SRK is his charming self as Jag. It is an interesting choice for him to make as a superstar, to play a therapist with absolutely no larger than life attributes. He does not even sing a song or dance. In fact, the beauty of this character is that one never really learns much about him. Why is he the way he is? What is his backstory? Why is there pain and eccentricity in this character’s demeanor? The mystery behind this character makes him all the more interesting and, truthfully, because the focus is on Alia, there was no need to learn more about him. He is a supporting character. However, his mere presence is enough to satisfy audiences and make them wonder at the same time. SRK is there throughout the movie, but is not the lead. Yet, he leaves an impact.

All of the supporting actors, Kunal Kapoor, Ali Zafar, AngadBedi, the actors playing Alia’s parents, uncle & aunt, and the talented people playing Alia’s friends are superb. Very natural and expressive.

The music by Amit Trivedi is adequate and situational, but nothing that you would really carry home. Editing is perfect and crisp, as is the cinematography. Goa is captured very beautifully in a simple way.

Gauri Shinde is an absolutely incredible director and writer. From a script standpoint, she keeps the film moving, very tight, and very true to life. There is nothing “filmi” or “coincidental” in this. Everything could happen, a rarity for a Bollywood movie. There is nothing superficial about any of the performances, and the fact that the film relies on emotion over story to drive it is a tough act to bring forth convincingly, but Shinde succeeds 100%. She proves that in addition to being a great technician, she has a deep understanding of human emotion as well. Sometimes a movie only needs a heart, and this is one of those. Absolutely brilliant!

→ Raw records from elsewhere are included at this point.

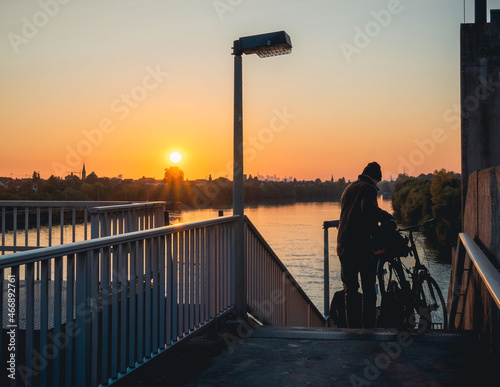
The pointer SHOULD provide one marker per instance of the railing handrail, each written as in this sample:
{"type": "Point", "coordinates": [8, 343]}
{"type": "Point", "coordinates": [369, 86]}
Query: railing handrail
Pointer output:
{"type": "Point", "coordinates": [121, 207]}
{"type": "Point", "coordinates": [282, 266]}
{"type": "Point", "coordinates": [484, 267]}
{"type": "Point", "coordinates": [45, 253]}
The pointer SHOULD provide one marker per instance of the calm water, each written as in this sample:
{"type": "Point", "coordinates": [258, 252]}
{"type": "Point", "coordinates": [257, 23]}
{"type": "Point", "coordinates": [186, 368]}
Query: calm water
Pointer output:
{"type": "Point", "coordinates": [295, 232]}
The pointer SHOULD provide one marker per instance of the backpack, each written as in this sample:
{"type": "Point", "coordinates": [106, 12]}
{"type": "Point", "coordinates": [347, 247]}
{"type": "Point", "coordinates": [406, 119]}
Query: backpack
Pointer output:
{"type": "Point", "coordinates": [387, 241]}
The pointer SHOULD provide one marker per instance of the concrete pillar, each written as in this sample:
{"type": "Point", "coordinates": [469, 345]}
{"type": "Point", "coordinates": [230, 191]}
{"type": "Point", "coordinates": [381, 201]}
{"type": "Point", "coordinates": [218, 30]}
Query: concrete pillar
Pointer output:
{"type": "Point", "coordinates": [480, 98]}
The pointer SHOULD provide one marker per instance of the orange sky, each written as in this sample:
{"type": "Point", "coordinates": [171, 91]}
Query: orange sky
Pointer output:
{"type": "Point", "coordinates": [122, 84]}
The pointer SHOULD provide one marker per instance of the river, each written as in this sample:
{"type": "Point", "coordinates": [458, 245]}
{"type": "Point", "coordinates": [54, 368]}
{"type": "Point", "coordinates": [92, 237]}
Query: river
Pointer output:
{"type": "Point", "coordinates": [295, 233]}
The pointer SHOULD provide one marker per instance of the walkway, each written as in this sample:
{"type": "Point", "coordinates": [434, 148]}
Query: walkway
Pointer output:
{"type": "Point", "coordinates": [273, 356]}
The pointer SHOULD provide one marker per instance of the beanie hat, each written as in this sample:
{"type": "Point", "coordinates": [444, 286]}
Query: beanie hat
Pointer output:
{"type": "Point", "coordinates": [373, 170]}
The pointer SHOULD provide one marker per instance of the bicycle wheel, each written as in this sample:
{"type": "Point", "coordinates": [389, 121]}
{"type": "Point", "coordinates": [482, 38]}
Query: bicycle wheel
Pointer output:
{"type": "Point", "coordinates": [431, 310]}
{"type": "Point", "coordinates": [390, 274]}
{"type": "Point", "coordinates": [395, 311]}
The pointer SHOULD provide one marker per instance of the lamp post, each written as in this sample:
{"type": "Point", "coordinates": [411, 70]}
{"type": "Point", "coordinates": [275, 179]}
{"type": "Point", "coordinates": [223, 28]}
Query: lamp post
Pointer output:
{"type": "Point", "coordinates": [264, 45]}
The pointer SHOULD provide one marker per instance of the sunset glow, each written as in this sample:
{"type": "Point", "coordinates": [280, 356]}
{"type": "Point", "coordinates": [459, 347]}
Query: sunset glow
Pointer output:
{"type": "Point", "coordinates": [365, 81]}
{"type": "Point", "coordinates": [175, 157]}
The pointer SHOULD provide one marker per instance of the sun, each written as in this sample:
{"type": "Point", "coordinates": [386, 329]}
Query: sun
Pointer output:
{"type": "Point", "coordinates": [175, 157]}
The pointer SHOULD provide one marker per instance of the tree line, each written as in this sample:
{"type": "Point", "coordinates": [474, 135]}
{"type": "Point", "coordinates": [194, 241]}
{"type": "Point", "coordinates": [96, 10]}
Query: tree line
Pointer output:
{"type": "Point", "coordinates": [173, 188]}
{"type": "Point", "coordinates": [437, 195]}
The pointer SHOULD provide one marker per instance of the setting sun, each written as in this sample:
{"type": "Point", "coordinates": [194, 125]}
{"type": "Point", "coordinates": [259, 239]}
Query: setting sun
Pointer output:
{"type": "Point", "coordinates": [175, 157]}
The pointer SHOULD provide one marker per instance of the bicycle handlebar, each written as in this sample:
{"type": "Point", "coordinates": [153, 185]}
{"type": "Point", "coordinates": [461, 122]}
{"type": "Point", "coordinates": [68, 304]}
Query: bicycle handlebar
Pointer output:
{"type": "Point", "coordinates": [416, 226]}
{"type": "Point", "coordinates": [335, 223]}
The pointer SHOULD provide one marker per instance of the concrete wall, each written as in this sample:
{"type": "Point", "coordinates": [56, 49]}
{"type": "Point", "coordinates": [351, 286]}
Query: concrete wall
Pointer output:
{"type": "Point", "coordinates": [482, 222]}
{"type": "Point", "coordinates": [482, 211]}
{"type": "Point", "coordinates": [480, 97]}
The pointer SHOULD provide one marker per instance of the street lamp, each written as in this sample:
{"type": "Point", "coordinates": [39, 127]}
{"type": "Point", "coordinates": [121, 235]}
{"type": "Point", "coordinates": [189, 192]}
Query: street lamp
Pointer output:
{"type": "Point", "coordinates": [264, 45]}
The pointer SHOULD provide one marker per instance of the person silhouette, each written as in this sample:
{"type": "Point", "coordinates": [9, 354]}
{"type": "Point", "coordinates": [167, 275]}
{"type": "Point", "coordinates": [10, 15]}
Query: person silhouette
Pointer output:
{"type": "Point", "coordinates": [359, 218]}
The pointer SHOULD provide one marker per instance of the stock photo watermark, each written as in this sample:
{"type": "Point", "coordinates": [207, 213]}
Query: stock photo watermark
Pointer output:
{"type": "Point", "coordinates": [11, 326]}
{"type": "Point", "coordinates": [121, 106]}
{"type": "Point", "coordinates": [31, 26]}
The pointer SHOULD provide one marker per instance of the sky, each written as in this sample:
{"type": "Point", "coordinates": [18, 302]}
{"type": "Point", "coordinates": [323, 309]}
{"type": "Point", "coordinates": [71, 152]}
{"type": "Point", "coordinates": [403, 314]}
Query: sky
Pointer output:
{"type": "Point", "coordinates": [122, 84]}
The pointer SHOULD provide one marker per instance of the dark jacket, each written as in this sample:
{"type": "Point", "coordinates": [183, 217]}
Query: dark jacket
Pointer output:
{"type": "Point", "coordinates": [359, 217]}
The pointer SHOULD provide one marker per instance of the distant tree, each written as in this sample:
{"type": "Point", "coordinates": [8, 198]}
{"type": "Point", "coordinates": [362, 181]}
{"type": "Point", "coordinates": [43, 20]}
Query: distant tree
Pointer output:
{"type": "Point", "coordinates": [446, 206]}
{"type": "Point", "coordinates": [91, 178]}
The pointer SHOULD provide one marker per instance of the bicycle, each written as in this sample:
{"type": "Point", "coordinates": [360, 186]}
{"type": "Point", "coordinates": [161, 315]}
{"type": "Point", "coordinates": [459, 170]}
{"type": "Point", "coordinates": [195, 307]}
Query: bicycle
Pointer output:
{"type": "Point", "coordinates": [415, 301]}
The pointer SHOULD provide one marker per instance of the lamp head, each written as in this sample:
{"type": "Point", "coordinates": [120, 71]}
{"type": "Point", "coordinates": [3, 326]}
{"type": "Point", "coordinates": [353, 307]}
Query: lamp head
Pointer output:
{"type": "Point", "coordinates": [264, 45]}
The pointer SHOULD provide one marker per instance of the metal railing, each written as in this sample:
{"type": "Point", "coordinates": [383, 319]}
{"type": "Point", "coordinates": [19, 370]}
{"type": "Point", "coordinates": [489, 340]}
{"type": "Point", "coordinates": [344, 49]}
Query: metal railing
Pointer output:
{"type": "Point", "coordinates": [57, 217]}
{"type": "Point", "coordinates": [326, 265]}
{"type": "Point", "coordinates": [114, 220]}
{"type": "Point", "coordinates": [273, 295]}
{"type": "Point", "coordinates": [469, 252]}
{"type": "Point", "coordinates": [114, 302]}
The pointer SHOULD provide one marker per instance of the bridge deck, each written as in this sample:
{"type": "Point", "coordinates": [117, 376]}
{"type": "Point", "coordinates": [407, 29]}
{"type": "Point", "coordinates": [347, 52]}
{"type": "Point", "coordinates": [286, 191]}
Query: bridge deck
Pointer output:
{"type": "Point", "coordinates": [273, 356]}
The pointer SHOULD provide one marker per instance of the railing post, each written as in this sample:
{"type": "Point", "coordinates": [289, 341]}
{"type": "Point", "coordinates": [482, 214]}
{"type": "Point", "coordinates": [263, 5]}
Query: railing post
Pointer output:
{"type": "Point", "coordinates": [326, 274]}
{"type": "Point", "coordinates": [82, 313]}
{"type": "Point", "coordinates": [94, 224]}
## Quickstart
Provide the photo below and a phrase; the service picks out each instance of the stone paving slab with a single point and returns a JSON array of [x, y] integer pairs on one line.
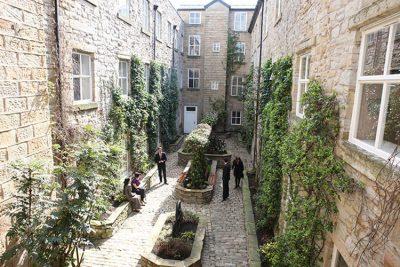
[[226, 240]]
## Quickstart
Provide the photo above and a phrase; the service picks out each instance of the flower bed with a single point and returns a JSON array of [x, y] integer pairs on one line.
[[196, 196], [150, 259], [107, 227]]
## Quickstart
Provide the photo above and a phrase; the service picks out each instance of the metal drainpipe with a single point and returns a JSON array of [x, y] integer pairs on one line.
[[155, 7], [173, 46], [255, 162]]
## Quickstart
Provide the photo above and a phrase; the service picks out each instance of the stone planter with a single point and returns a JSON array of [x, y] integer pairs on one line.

There were no real flaws that stuck out to me, besides maybe the ending needing to be just a little bit tighter. This film is not really what is considered “mainstream”, and one gets the feeling that this type of movie falls under the genre of cinema that Hrishikesh Mukherjee and Basu Chatterjee used to make, a welcome from the heavily westernized Hindi films that one sees today. In fact, I would call this movie the Rajnigandha of today.

Go with your family to see this film today. It has everything to make you think, cry, and smile. I give it a 9/10.